Bio: Dr. Renski is an Assistant Professor in the Department of Landscape Architecture and Regional Planning at the University of Massachusetts Amherst, the Director of the UMASS Center for Economic Development, and the Resident Methodologist of the UMASS Institute for Social Science Research. His research interests include regional influences on entrepreneurship, changing knowledge and skill requirement in the labor force, industrial cluster analysis, applied analytical methods, and state and local economic development policy. Prior to joining UMASS, Dr. Renski served as a Research Economist with the Maine State Planning Office and as the Deputy Program Manager of Maine’s North Star Alliance initiative.
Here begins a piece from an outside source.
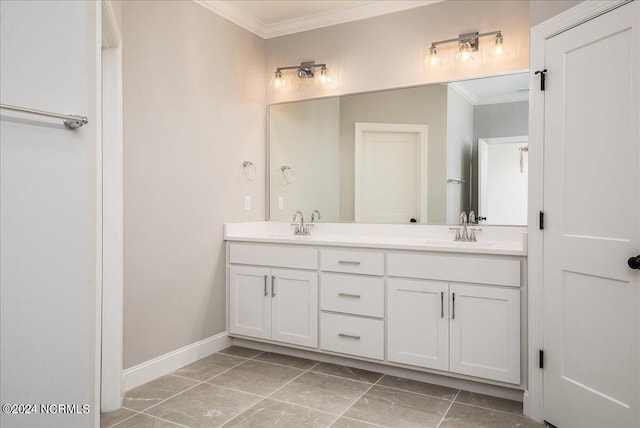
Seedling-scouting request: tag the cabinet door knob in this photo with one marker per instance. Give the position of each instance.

Computational Social Science Poster SessionFriday, April 26, 2013 • 12:30PM–2PM • Lunch provided
LGRT Room 1634
Measuring Happiness, Health, and Social Stories, the Big Data WayTBD
Abstract: In this talk, I will report on a wide array of findings obtained through our real-time, remote-sensing, non-invasive, text-based `hedonometer'---an instrument for measuring positivity in written expression, soon to be housed online at hedonometer.org. I'll show how we have improved our methods to allow us to explore collective, dynamical patterns of happiness found in massive text corpora including the global social network Twitter, song lyrics, blogs, political speeches, and news sources. From the viewpoint of Twitter, I will report on global levels of temporal, spatial, demographic, and social variations in happiness and information levels, as well as evidence of emotional synchrony and contagion. I will also discuss how natural language appears to contain a striking frequency-independent positive bias, how this phenomenon plays a key role in our instrument's performance, and its connections with collective cooperation and evolution.
Bio: Peter Sheridan Dodds is an Associate Professor at the University of Vermont (UVM) working on system-level problems in many fields, ranging from sociology to physics. He is Director of the UVM's Complex Systems Center, co-Director of UVM's Computational Story Lab, and a visiting faculty fellow at the Vermont Advanced Computing Core. He maintains general research and teaching interests in complex systems and networks with a current focus on sociotechnical and psychological phenomena including collective emotional states, contagion, and stories. His methods encompass large-scale sociotechnical experiments, large-scale data collection and analysis, and the formulation, analysis, and simulation of theoretical models. Dodds's training is in theoretical physics, mathematics, and electrical engineering with formal postdoctoral and research experience in the social sciences. Dodds is currently funded by an NSF CAREER grant awarded by the Social and Economic Sciences Directorate.